Take Deuteronomy 22:8 as an example. It says, “When you build a new house, you shall make a parapet for your roof, that you may not bring the guilt of blood upon your house, if anyone should fall from it.” It’s crucial to understand that the general equity of the law of the parapet isn’t merely a matter of the essential principles of that particular judicial law. The general equity of the law of the parapet is nothing other than the sixth commandment, “You shall not murder” (Ex 20:13). Does the law’s general equity require a railing around a second story deck to protect the lives of people who go up there? Absolutely. But railings on second story decks are not required because of the law of the parapet itself. Rather, general equity requires a railing on a second story deck because of the transcendent moral law, summarized in the decalogue, which stands behind the law of the parapet: “You shall not murder.”

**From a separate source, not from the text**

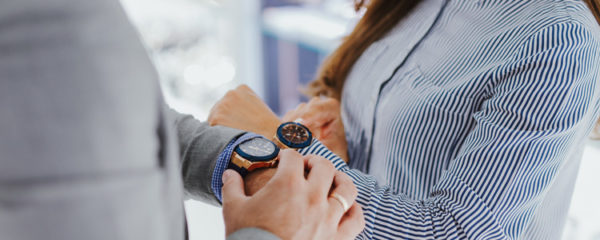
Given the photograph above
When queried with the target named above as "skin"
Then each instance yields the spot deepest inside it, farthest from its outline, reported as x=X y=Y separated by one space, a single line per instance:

Understood properly, the general equity of the law of the parapet requires us to protect other people’s lives, and not merely do what is expedient, cheaper, or more convenient for ourselves. The general equity of the law of the parapet applies in a number of circumstances. People who use guns should practice gun safety principles. If you have a deadly illness, take precautions not to spread it to others as far as it depends on you. Salt your sidewalks after an ice storm. Drive safely so as not to endanger others. Don’t leave live electrical wires exposed in your home. The sixth commandment requires that you not be concerned merely for yourself, but must always live so as to protect the lives of other people. That is the general equity of the law of the parapet, the sixth commandment, “do not murder.”

Any understanding of the term general equity, which neglects the decalogue, or natural law revealed in creation or conscience, as the essence of general equity is not accurately defining the term according to its historic and confessional sense. Any version of general equity theonomy that does not look for a moral law that transcends Old Testament judicial law but instead sees Old Testament judicial law as itself a subset of moral law that remains binding is not following the example of the New Testament.

The greatest mistake of such a hermeneutic is that it does not begin with the universal transcendent norms of natural and moral law, summarized in the Ten Commandments, seeking to find those moral principles within judicial law. Rather, it begins with the judicial laws themselves and tries to uncover the essential principles within those laws, wrongly assuming they are all moral, in order to apply them universally."

I am totally opposed to Bahnsen, Gary North or Rushdoony Theonomy. Which is why I would not associate myself with the corrupted term Theonomy. Instead I would just go with general equity proponent or advocate. Continuing in the great Reformed Confession tradition that God's Transcendent Moral Laws will not pass away. However, if general equity and theonomist are both properly understood historically as meaning the abiding moral law and God's Standard of Ethics I do not mind being considered one of a Paleo variety.